Guatemala’s population is projected to increase from 17.7 million in 2022 to 24 million in 2050.

Nyombi Morris, Ugandan climate campaigner and CNN Environmentalist of Tomorrow, said, “Global North countries continue to put pressure on our biodiversity and human communities, exacerbating food and water shortages, reducing resilience in the face of climate change, and making it harder for vulnerable groups to rise out of intergenerational poverty.

“Meanwhile, with this growing population and the demands that come with it we need to put plans in place to make sure we remain self-reliant. Here in Uganda, we are seeing inflation, more protests over salaries and unemployment, more deforestation, mining, pollution, unsustainable human settlements, biodiversity loss and all the consequences of climate change.

“This is the time when the population conversation matters most. When laws on women’s rights are being broken and women have no say on their bodies, then we need more support in gender empowerment, especially sexual and reproductive healthcare, and equitable life opportunities for young girls and women. We also need to start addressing the connection between human population pressure and the extinction crisis. We need an economy that doesn’t rely on endless growth, and a societal commitment to improve living conditions for all species.”

The UN projects Uganda’s population will almost double over the next 30 years, rising from 46.6 million in 2022 to 86.9 million in 2050 and 131 million in 2100.

Poonam Muttreja, Executive Director of the Population Foundation of India, said, “These numbers are not drastically different from the UN’s earlier projections in World Population Prospects 2019. They add to the mounting evidence that there is no ‘population explosion’ here, and that India should continue to steer clear of coercive methods of population control. Instead, our approach should be that of protecting the reproductive rights of women, for which it is essential to educate and empower them.

Currently, about 9.4 per cent of Indian women have an unmet need for contraception, which means that approximately 22 million women want to stop or delay childbearing but do not have access to a method of contraception. Our focus should be on providing women of all communities access to family planning services while maintaining quality of care.”

The UN projects that India’s population will rise from 1.4 billion today to 1.67 billion in 2050 and peak in 2064 at just under 1.7 billion.

Neha Saigal, an Indian climate and gender activist, said, “India’s recent National Family Health Survey, revealed that our Total Fertility Rate for the first time was below replacement level for the first time, at 2.0. That was definitely historic in some sense.

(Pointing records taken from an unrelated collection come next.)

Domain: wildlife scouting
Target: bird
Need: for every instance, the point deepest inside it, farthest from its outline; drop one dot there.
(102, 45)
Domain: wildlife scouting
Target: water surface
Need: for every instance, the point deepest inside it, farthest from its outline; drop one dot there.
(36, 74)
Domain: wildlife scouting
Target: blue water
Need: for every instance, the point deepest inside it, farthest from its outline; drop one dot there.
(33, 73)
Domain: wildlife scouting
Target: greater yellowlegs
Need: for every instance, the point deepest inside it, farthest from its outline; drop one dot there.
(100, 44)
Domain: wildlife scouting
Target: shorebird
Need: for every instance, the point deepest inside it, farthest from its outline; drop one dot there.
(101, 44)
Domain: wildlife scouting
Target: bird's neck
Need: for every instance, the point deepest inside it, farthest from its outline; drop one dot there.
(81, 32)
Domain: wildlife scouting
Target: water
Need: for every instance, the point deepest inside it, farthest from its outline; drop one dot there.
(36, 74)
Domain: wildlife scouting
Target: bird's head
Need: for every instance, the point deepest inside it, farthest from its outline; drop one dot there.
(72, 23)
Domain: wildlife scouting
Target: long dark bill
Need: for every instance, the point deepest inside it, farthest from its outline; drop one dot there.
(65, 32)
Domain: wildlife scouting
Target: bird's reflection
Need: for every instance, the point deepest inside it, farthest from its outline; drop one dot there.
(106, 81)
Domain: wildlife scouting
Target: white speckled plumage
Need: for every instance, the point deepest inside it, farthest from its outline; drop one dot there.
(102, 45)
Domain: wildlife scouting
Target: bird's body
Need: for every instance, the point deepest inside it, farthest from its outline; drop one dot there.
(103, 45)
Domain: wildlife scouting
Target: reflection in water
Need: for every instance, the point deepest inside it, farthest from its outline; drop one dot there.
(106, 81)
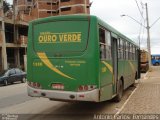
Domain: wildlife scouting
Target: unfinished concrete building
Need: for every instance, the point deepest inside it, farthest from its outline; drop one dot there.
(14, 25)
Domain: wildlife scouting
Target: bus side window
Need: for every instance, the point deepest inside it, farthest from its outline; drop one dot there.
(108, 44)
(102, 43)
(105, 44)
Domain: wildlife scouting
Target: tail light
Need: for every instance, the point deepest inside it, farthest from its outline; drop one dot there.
(86, 88)
(34, 85)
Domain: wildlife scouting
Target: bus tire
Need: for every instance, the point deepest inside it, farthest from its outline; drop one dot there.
(119, 91)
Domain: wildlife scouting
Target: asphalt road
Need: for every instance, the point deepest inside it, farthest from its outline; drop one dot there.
(14, 101)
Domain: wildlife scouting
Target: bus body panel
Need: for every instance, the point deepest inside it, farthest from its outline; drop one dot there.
(64, 60)
(57, 64)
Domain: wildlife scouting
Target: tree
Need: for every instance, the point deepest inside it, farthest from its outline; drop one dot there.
(6, 6)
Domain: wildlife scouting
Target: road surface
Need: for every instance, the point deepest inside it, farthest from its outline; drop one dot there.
(15, 101)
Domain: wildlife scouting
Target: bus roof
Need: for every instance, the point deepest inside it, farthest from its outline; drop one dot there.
(116, 32)
(82, 16)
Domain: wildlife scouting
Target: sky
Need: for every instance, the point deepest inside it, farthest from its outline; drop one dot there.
(110, 11)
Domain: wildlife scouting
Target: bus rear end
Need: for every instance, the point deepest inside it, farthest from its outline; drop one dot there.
(62, 63)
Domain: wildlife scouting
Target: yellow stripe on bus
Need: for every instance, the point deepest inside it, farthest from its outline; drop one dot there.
(108, 66)
(46, 61)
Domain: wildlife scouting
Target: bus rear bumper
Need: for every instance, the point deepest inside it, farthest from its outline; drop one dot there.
(65, 95)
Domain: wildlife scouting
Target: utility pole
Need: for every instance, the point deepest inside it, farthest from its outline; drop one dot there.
(148, 38)
(4, 53)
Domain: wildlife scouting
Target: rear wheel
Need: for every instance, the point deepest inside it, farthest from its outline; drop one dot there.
(119, 91)
(5, 82)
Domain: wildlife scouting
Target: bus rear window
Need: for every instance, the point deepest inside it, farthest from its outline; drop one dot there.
(60, 36)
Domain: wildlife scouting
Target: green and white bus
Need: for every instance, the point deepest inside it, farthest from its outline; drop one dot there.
(79, 58)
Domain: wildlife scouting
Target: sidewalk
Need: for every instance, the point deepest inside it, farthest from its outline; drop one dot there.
(146, 98)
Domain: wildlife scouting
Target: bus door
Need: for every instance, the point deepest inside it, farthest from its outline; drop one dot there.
(115, 62)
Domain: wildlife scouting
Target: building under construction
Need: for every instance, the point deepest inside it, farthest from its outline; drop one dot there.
(14, 25)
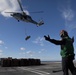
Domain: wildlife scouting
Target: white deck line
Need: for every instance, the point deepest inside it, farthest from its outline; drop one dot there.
(34, 71)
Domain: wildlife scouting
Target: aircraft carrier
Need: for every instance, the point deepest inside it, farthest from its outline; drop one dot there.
(46, 68)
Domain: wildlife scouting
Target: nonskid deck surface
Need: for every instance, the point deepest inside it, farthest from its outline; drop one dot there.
(46, 68)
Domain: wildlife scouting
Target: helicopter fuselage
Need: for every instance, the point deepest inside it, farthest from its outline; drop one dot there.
(20, 16)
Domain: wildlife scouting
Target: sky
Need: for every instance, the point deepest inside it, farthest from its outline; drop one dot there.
(57, 15)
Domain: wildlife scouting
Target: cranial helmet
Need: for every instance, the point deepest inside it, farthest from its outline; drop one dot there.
(63, 33)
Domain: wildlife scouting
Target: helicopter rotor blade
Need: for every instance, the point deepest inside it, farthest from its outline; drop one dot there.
(37, 12)
(20, 6)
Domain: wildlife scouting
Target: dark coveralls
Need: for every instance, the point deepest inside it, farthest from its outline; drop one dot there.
(67, 53)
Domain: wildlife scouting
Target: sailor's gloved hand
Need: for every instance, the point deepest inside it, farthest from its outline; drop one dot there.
(47, 37)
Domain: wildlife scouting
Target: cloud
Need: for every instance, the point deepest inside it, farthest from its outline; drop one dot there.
(39, 41)
(9, 6)
(1, 43)
(22, 48)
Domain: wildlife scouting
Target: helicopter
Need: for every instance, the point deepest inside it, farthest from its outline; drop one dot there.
(24, 17)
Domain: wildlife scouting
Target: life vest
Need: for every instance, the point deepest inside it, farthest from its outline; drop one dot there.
(67, 49)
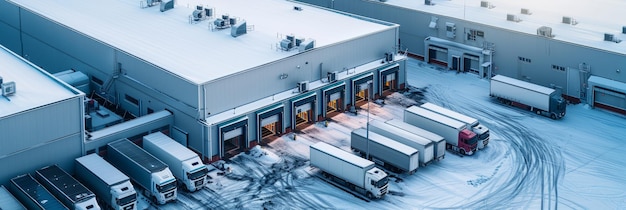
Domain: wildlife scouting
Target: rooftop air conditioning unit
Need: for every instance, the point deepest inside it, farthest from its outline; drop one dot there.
(512, 17)
(545, 31)
(486, 4)
(611, 38)
(303, 86)
(332, 76)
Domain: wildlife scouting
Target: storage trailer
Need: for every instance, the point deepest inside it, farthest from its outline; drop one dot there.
(145, 170)
(386, 152)
(112, 187)
(424, 146)
(184, 163)
(439, 142)
(535, 98)
(458, 138)
(350, 170)
(33, 195)
(69, 191)
(480, 130)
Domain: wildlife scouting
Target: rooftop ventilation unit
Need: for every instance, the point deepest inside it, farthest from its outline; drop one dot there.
(569, 20)
(303, 86)
(306, 45)
(332, 76)
(486, 4)
(545, 31)
(239, 29)
(611, 38)
(167, 5)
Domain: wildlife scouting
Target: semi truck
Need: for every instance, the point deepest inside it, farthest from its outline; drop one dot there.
(480, 130)
(439, 142)
(459, 139)
(424, 146)
(388, 153)
(184, 163)
(7, 201)
(112, 187)
(539, 99)
(33, 195)
(356, 173)
(145, 170)
(68, 190)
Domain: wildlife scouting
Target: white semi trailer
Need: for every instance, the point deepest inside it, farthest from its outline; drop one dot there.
(438, 141)
(424, 146)
(458, 138)
(356, 173)
(390, 154)
(152, 175)
(112, 187)
(184, 163)
(69, 191)
(480, 130)
(539, 99)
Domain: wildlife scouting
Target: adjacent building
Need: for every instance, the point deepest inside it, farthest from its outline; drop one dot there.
(572, 45)
(41, 118)
(233, 73)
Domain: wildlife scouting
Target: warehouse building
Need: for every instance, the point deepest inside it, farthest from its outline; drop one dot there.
(563, 44)
(32, 106)
(231, 74)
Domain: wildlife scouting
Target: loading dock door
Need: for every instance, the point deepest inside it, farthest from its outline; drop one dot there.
(269, 122)
(303, 112)
(333, 99)
(233, 136)
(360, 89)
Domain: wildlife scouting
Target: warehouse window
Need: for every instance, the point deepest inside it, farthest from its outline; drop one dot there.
(558, 68)
(131, 100)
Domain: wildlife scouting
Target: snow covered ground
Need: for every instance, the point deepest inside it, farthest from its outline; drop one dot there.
(531, 162)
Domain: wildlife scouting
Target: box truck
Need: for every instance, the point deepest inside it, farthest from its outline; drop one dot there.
(112, 187)
(33, 195)
(439, 143)
(356, 173)
(458, 138)
(7, 201)
(184, 163)
(388, 153)
(424, 146)
(480, 130)
(68, 190)
(145, 170)
(539, 99)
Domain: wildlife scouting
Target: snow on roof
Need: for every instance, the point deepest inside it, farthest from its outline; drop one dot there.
(193, 51)
(34, 87)
(594, 18)
(524, 84)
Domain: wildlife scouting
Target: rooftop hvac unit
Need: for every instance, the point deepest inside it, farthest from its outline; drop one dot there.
(303, 86)
(239, 29)
(569, 20)
(486, 4)
(332, 76)
(512, 17)
(611, 38)
(307, 45)
(8, 88)
(167, 5)
(545, 31)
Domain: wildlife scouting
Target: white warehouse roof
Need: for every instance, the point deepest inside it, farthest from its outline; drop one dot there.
(192, 51)
(594, 18)
(34, 87)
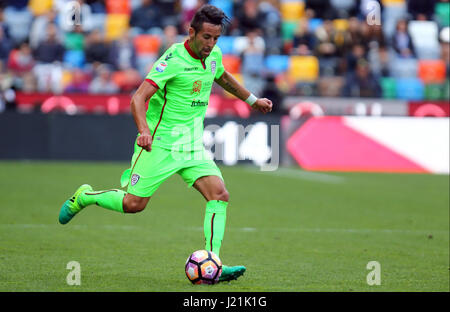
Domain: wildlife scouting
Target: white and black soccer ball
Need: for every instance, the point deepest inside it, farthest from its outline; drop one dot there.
(203, 267)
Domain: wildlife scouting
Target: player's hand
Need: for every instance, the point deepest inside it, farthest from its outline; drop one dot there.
(145, 141)
(263, 105)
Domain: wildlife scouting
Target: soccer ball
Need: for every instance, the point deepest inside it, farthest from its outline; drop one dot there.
(203, 267)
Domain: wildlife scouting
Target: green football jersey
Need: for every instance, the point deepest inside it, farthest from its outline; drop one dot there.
(176, 111)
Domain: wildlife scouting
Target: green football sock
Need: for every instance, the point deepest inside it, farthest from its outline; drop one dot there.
(110, 199)
(214, 224)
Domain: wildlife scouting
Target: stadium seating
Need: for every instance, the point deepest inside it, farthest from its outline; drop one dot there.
(225, 5)
(435, 91)
(116, 25)
(147, 44)
(424, 35)
(303, 68)
(232, 63)
(39, 7)
(288, 30)
(98, 21)
(314, 23)
(74, 58)
(226, 44)
(340, 24)
(388, 87)
(118, 7)
(404, 68)
(292, 10)
(392, 12)
(18, 22)
(431, 71)
(442, 12)
(410, 89)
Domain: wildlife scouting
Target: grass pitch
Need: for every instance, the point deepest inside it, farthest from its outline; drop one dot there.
(295, 231)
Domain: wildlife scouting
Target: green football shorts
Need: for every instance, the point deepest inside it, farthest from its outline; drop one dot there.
(150, 169)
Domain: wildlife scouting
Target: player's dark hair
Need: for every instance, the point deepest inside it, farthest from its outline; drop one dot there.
(209, 14)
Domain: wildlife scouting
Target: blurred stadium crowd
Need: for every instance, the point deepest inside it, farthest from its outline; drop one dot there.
(275, 47)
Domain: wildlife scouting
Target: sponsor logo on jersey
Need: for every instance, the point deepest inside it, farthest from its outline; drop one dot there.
(168, 57)
(198, 103)
(190, 68)
(161, 67)
(134, 179)
(196, 87)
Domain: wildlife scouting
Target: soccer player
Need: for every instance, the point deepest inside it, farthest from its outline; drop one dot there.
(170, 138)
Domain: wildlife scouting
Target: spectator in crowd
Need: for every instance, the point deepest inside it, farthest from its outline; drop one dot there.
(103, 82)
(271, 26)
(188, 9)
(50, 50)
(38, 31)
(303, 42)
(97, 50)
(380, 61)
(324, 36)
(167, 9)
(357, 52)
(249, 17)
(326, 50)
(253, 61)
(147, 18)
(79, 82)
(170, 37)
(49, 55)
(320, 9)
(5, 47)
(271, 91)
(123, 53)
(21, 60)
(354, 31)
(361, 82)
(3, 26)
(67, 21)
(75, 39)
(444, 39)
(420, 9)
(401, 40)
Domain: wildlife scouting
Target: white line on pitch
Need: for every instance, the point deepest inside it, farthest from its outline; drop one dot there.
(301, 175)
(243, 229)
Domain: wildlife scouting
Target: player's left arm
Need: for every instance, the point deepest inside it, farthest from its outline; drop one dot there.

It was an important time to reflect that moving forward, the bigger problem that India will have to deal with is not its population growth but growing inequalities based on caste, class and gender. The same survey that celebrates India’s TFR also points out that only 41% of women had access to 10 or more years of schooling.

“India will see its population growth reverse later this century, and the challenge for us will be ensuring equitable development for that population, especially education and opportunities for girls from vulnerable communities to reach their full potential which will be critical to mitigate and adapt to the climate crisis.”